In a letter to the prime minister, David Cameron, Miller, the MP for Basingstoke, said: "It is with regret that I have decided to tender my resignation as a member of the Cabinet", adding that "the present situation has become a distraction from the vital work this Government is doing to turn this country around."
The former Texaco marketer and Grey London director had faced accusations that between 2005 and 2009 she had claimed more than £90,000 in taxpayer money on expenses for a house in South West London that she shared with her husband, children and parents.
Parliamentary commissioner, Kathryn Hudson, began investigating these claims in 2012 to ascertain if Miller had breached the rules on allowances for second homes.
The commissioner cleared Miller of making false expenses claims and said her parents had not benefited financially from the situation, but concluded she had over-claimed by £45,000.
She was ordered to pay the money back. Hudson also said Mrs Miller had wrongly designated the property as her second home.
The Standards Committee of MPs rejected the second home ruling and told Miller she only had to return £5,800.
Miller then made an apology to the House of Commons that lasted 32 seconds and considered by many commentators to be inadequate.
It also emerged that Miller had been slow to provide information to the investigation and had taken an aggressive approach to being questioned on her expense claims.
In her resignation letter, which was published on the Government’s official website, Miller praised her family and said: "The only reason I was able to become an MP and indeed a government minister and cabinet minister is because of the unstinting support of my husband, my mother, my father and my three children.
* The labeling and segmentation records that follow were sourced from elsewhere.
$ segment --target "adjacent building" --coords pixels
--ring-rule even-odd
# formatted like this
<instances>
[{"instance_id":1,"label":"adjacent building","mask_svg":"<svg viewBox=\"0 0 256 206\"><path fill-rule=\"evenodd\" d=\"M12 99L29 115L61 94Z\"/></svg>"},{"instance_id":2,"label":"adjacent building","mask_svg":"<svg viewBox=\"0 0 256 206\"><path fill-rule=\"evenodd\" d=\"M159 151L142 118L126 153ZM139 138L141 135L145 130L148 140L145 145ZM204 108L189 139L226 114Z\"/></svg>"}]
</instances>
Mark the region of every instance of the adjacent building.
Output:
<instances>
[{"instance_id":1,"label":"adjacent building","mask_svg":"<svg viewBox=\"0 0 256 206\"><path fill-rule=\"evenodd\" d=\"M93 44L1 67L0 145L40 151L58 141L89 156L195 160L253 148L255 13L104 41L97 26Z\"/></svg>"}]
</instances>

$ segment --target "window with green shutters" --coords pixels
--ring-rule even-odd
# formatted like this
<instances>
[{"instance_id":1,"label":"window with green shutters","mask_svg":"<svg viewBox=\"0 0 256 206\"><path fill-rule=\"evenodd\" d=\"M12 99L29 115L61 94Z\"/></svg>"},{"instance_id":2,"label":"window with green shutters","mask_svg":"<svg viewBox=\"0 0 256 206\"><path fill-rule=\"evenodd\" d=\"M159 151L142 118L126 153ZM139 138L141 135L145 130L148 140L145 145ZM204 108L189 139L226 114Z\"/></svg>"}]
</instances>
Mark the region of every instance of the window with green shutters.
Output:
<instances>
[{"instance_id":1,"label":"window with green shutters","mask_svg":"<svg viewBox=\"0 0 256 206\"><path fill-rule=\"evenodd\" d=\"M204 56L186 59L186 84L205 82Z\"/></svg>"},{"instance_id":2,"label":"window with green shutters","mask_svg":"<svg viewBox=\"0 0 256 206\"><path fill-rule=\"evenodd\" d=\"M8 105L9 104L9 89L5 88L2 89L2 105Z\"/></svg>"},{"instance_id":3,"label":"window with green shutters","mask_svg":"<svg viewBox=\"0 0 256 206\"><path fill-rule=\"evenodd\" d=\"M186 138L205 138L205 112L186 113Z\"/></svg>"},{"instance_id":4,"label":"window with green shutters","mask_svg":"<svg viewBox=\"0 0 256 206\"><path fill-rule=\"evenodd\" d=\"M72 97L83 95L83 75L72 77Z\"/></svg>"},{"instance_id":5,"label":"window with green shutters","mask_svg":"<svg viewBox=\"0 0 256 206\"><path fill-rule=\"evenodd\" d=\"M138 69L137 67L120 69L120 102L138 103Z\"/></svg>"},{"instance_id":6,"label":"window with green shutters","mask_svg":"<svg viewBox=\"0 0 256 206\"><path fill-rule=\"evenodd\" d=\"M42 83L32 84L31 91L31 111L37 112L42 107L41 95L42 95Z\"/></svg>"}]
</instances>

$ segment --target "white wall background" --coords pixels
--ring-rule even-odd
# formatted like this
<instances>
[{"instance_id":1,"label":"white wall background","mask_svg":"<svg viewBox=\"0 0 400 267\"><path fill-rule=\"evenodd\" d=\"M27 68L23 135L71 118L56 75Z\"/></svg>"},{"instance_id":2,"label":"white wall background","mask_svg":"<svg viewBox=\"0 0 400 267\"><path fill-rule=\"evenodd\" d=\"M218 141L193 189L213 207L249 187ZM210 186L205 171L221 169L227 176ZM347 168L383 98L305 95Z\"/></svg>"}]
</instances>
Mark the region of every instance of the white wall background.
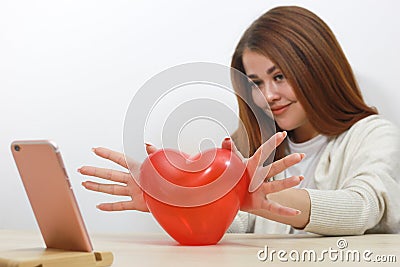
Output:
<instances>
[{"instance_id":1,"label":"white wall background","mask_svg":"<svg viewBox=\"0 0 400 267\"><path fill-rule=\"evenodd\" d=\"M400 2L0 2L0 229L36 229L9 145L52 139L62 152L90 232L154 232L151 215L104 213L113 197L85 191L75 170L114 165L95 146L122 151L125 111L158 72L186 62L229 65L241 34L277 5L300 5L335 32L367 102L400 125Z\"/></svg>"}]
</instances>

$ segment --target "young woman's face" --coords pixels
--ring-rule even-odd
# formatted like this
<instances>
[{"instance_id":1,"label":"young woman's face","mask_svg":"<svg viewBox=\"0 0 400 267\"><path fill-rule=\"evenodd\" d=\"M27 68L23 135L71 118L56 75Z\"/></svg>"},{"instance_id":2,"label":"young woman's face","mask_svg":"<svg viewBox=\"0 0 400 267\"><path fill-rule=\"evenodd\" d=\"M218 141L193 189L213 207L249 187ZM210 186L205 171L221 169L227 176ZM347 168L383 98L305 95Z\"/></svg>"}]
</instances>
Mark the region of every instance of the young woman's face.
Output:
<instances>
[{"instance_id":1,"label":"young woman's face","mask_svg":"<svg viewBox=\"0 0 400 267\"><path fill-rule=\"evenodd\" d=\"M296 139L305 141L313 137L315 130L312 130L303 106L278 66L264 55L249 49L244 51L242 60L246 75L258 86L252 89L254 103L267 114L271 114L270 108L282 130L293 130L294 135L296 132L302 135Z\"/></svg>"}]
</instances>

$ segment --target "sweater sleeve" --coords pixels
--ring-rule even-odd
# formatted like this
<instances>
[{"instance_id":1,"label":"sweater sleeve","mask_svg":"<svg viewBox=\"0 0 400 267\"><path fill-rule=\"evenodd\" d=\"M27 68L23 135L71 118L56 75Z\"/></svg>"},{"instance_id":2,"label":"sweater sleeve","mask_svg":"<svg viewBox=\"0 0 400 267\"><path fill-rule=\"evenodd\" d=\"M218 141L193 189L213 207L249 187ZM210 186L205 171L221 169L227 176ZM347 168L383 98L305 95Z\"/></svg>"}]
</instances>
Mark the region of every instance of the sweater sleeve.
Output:
<instances>
[{"instance_id":1,"label":"sweater sleeve","mask_svg":"<svg viewBox=\"0 0 400 267\"><path fill-rule=\"evenodd\" d=\"M322 235L399 232L398 128L386 121L358 125L335 146L316 172L327 176L316 177L322 189L306 189L311 211L304 230Z\"/></svg>"}]
</instances>

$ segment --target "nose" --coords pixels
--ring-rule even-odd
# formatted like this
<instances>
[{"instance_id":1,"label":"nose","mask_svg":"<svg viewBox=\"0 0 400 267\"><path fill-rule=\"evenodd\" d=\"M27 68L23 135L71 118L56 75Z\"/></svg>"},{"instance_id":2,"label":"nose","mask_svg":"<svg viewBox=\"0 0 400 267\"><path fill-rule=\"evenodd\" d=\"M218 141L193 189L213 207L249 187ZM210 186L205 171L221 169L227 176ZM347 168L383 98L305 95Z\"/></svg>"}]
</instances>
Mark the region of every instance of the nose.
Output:
<instances>
[{"instance_id":1,"label":"nose","mask_svg":"<svg viewBox=\"0 0 400 267\"><path fill-rule=\"evenodd\" d=\"M261 92L264 95L265 100L267 100L268 103L272 103L272 102L280 99L278 90L273 84L266 83L265 86L263 86L263 88L261 88Z\"/></svg>"}]
</instances>

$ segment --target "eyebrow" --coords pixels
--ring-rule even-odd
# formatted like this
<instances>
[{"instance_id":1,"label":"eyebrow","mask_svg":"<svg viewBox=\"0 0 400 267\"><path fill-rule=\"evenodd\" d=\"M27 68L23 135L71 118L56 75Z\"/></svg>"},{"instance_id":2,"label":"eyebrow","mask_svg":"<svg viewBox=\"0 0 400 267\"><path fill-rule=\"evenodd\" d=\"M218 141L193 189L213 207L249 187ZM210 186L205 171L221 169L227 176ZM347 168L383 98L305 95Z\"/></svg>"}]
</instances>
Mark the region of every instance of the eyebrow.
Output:
<instances>
[{"instance_id":1,"label":"eyebrow","mask_svg":"<svg viewBox=\"0 0 400 267\"><path fill-rule=\"evenodd\" d=\"M277 68L276 68L276 66L274 65L274 66L272 66L271 68L269 68L269 69L266 71L266 73L267 73L268 75L270 75L270 74L273 73L276 69L277 69ZM258 76L255 75L255 74L247 75L247 77L249 77L249 78L251 78L251 79L257 79L257 78L258 78Z\"/></svg>"}]
</instances>

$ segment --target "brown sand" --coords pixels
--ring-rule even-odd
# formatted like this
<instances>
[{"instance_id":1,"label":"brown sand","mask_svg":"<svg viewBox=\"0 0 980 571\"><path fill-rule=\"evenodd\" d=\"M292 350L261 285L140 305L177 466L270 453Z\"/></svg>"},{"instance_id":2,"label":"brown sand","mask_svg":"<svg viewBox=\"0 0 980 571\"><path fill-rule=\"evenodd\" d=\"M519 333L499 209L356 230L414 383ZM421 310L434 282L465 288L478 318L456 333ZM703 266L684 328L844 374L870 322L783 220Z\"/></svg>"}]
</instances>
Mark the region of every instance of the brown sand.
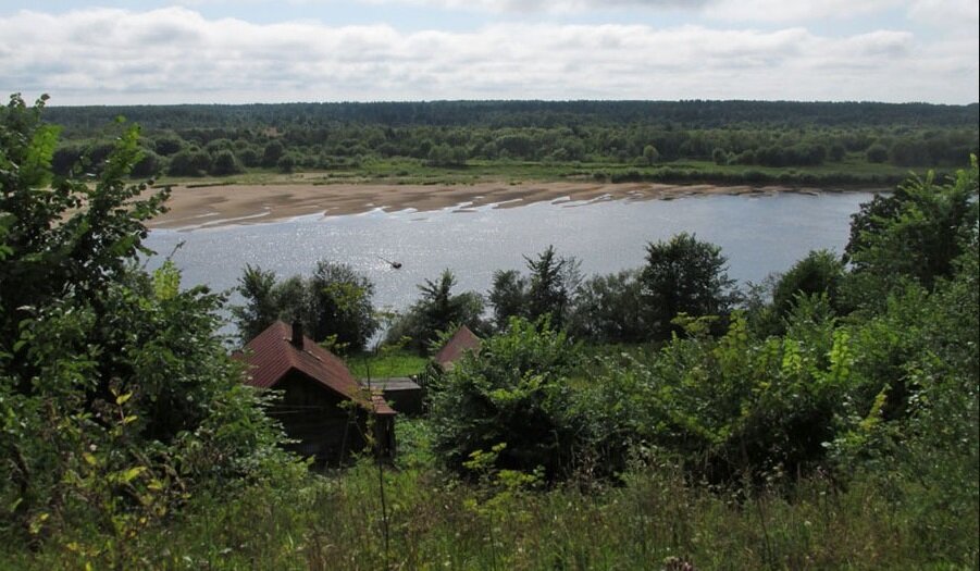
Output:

I owe them all a great deal."
In his response letter, Cameron said: "I think it is important to be clear that the Committee on Standards cleared you of the unfounded allegations made against you, a point which has been lost in much of the comment in recent days."
He also left the door open for Miller to return to the frontbenches: "I hope that you will be able to return to serving the Government on the Frontbench in due course, and am only sad that you are leaving the Government in these circumstances."
Miller was appointed culture secretary in September 2012 succeeding Jeremy Hunt who moved to the position of health secretary. A replacement for Miller has yet to be announced.